Jotspot Returns As Google Sites: Wiki-Style Collaboration
Posted by: Rob Hof on February 28, 2008

Ever since Google bought the wiki-based online application startup Jotspot in late 2006, people have been wondering if it had disappeared forever inside the bowels of the search giant. Tonight, Google’s launching Google Sites, using Jotspot’s technology to create a free group collaboration service that will be part of its online software suite Google Apps.
Google characterizes Sites, which had been hinted at in late 2007, as the biggest Apps launch since Apps Premier Edition a year ago, and it may be right. The new service lets people in an organization instantly create a wiki-style group workspace, where they can post text, videos, calendars, and various attachments for their group or department to view and edit. Scott Johnston, Google’s senior product manager on Sites, has more in a blog post and video.
Sites at least nominally competes against Microsoft’s Sharepoint and IBM’s Lotus Notes, among other of those companies’ products. But how much of an impact Sites will have on them, and how soon, remains to be seen. Those products have many more capabilities than Sites, and they have been built to integrate with a lot of existing corporate applications. “Those other vendors have a very rich and very deep collection of applications that Google can’t yet match,” says Forrester Research analyst Erica Driver.
Still, Sites looks to be so easy that it could catch on, viral-fashion, among the many people inside organizations who can’t use or don’t want to go through the hassle of getting on Sharepoint or Lotus Notes—or who don’t want to go through those products’ learning curves. In other words, it might sneak into corporate enterprises the way PCs—and Microsoft applications—did a few decades ago.
Google’s touting some marquee customers such as the Government of the District of Columbia, Zodiac Interactive, and the University of North Caroline at Greensboro. For awhile, though, I think most of the users will be at quite small companies, just as with the rest of Google Apps.

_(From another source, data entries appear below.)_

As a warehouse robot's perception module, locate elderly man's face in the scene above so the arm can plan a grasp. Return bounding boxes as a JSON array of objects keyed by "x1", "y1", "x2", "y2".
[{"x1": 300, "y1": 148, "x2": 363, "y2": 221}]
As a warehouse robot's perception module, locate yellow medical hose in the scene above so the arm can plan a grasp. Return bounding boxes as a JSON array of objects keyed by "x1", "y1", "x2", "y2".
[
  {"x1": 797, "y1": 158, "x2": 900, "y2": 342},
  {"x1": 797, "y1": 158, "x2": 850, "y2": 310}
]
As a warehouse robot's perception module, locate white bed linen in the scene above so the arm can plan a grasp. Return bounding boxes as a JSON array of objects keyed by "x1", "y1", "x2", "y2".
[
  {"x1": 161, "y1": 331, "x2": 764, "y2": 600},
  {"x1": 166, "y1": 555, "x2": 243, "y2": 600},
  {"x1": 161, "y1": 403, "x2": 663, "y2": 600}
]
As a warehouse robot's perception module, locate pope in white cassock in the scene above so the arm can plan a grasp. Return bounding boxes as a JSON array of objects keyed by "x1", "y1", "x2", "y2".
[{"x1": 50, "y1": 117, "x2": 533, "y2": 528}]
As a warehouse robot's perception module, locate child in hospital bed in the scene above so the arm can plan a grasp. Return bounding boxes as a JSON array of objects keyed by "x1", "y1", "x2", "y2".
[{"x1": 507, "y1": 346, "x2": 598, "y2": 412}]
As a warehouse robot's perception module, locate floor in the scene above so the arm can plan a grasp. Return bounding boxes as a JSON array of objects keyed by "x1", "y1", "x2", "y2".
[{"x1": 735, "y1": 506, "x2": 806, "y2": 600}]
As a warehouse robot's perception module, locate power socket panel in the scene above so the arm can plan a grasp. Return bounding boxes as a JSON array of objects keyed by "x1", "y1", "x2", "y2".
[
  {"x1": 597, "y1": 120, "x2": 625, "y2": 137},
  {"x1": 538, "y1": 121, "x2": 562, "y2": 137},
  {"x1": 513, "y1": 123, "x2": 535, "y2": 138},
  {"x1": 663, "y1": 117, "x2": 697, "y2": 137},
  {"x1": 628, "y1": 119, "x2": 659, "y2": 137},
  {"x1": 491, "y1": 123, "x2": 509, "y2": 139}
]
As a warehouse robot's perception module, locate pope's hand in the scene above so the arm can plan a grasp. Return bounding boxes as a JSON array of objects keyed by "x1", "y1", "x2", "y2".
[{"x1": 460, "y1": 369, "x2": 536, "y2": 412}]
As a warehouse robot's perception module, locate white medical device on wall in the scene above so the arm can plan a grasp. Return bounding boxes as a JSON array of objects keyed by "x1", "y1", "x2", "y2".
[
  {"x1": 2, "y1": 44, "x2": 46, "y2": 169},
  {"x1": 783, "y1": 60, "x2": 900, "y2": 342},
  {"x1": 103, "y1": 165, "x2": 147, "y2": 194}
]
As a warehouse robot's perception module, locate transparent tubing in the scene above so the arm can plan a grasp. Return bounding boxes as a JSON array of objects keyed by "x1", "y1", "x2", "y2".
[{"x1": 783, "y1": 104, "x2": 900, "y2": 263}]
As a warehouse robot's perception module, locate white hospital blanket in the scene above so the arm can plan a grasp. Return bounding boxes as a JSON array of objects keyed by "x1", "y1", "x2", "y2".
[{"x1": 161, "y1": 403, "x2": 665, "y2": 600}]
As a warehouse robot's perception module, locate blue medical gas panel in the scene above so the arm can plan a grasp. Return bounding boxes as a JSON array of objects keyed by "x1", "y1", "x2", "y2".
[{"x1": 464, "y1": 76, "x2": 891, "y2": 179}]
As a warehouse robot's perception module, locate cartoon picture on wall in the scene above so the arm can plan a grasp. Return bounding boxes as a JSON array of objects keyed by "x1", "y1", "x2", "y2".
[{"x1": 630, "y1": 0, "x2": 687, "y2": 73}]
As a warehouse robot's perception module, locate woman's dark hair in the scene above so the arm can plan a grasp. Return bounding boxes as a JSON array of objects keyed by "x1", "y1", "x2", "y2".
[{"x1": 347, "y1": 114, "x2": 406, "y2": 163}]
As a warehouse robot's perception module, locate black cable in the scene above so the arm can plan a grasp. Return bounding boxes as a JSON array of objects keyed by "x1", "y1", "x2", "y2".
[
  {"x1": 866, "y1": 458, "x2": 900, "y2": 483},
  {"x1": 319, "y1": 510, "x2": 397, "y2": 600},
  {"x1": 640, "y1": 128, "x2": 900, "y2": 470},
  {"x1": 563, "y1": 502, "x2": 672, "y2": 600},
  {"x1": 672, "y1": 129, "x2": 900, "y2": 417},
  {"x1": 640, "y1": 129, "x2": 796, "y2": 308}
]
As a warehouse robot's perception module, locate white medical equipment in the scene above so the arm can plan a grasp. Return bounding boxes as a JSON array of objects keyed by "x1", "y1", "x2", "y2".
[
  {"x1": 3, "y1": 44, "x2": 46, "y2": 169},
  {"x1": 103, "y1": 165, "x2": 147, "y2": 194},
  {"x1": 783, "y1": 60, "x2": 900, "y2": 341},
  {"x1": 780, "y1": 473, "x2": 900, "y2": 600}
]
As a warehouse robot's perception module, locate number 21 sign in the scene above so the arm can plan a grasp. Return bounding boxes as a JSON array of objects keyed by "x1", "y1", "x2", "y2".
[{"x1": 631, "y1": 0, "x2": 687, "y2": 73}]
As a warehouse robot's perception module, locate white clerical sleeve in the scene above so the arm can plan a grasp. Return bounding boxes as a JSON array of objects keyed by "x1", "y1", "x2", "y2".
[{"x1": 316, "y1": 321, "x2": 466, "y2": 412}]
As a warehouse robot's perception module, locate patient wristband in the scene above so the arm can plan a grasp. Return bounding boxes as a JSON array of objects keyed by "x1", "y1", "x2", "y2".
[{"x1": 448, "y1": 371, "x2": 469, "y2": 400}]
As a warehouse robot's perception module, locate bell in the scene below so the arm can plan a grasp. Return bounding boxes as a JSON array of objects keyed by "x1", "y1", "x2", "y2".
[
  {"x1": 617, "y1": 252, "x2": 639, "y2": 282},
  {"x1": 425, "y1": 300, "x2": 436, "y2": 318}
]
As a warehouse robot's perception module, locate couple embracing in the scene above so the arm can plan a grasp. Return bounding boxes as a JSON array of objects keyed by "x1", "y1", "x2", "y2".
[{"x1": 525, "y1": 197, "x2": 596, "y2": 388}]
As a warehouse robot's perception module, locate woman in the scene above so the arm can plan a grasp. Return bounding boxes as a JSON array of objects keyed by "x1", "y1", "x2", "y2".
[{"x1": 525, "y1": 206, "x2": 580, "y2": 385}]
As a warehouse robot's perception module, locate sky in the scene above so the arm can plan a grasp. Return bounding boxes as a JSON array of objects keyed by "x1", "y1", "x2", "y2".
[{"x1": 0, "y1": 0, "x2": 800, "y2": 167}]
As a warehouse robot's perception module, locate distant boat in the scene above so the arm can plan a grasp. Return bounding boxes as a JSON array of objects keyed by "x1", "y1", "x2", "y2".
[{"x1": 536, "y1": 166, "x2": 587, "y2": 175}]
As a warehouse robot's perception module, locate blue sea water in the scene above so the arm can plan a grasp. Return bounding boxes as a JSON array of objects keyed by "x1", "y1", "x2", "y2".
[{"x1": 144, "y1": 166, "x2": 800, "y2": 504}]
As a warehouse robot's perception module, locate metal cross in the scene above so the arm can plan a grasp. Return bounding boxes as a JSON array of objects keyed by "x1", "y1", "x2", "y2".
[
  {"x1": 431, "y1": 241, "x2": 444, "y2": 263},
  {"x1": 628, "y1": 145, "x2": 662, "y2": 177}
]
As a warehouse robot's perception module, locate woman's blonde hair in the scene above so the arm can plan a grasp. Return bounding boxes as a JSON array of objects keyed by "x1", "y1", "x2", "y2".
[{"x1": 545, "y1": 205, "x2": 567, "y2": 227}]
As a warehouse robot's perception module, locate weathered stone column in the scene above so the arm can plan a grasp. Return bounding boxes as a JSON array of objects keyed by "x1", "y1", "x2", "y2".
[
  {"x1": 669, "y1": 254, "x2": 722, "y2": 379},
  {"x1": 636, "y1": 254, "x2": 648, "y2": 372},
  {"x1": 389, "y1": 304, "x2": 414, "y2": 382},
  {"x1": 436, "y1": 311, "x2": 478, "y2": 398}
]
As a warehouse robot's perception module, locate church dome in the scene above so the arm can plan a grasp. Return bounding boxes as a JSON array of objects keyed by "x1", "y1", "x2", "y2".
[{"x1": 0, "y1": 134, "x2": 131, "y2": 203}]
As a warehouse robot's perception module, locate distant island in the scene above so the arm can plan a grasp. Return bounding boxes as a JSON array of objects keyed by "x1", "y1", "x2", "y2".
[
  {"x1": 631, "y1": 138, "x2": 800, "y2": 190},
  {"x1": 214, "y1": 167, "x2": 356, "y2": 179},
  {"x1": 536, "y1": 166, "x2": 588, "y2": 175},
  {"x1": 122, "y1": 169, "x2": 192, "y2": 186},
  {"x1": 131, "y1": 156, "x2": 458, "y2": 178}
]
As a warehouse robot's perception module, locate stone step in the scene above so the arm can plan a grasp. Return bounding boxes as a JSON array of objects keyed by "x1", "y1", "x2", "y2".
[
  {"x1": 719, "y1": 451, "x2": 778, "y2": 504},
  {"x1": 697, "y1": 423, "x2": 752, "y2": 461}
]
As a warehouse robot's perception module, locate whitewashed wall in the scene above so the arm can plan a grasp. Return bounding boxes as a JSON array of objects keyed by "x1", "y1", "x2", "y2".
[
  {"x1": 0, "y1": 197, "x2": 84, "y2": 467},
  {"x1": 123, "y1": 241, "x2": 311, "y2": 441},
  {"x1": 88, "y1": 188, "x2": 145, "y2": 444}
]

By the way, once IT folks get wind of people using Sites or other Google Apps for corporate use, they can essentially take over management of these services inside their companies. By then, Google’s hoping the Apps will be entrenched enough that IT folks will be compelled to allow people to use them—and maybe look at Google’s other application offerings.
Update: Oops, our blog software had posted this an hour early—sorry, Google! Even though it was up only maybe 10 minutes before I demoted it to draft mode again, this gave more knowledgeable people than I a chance to weigh in. Ross Mayfield of Socialtext and Allen Stern of Center Networks both note, correctly, that the comparison to Sharepoint and Lotus Notes is a stretch at this point(which is why I said they “nominally” compare), though Mike Arrington at TechCrunch notes that Matthew Glotzbach, product management director at Google Enterprise, calls it a “Sharepoint killer.” Not just yet, but when it comes to software, you should never underestimate free and easy.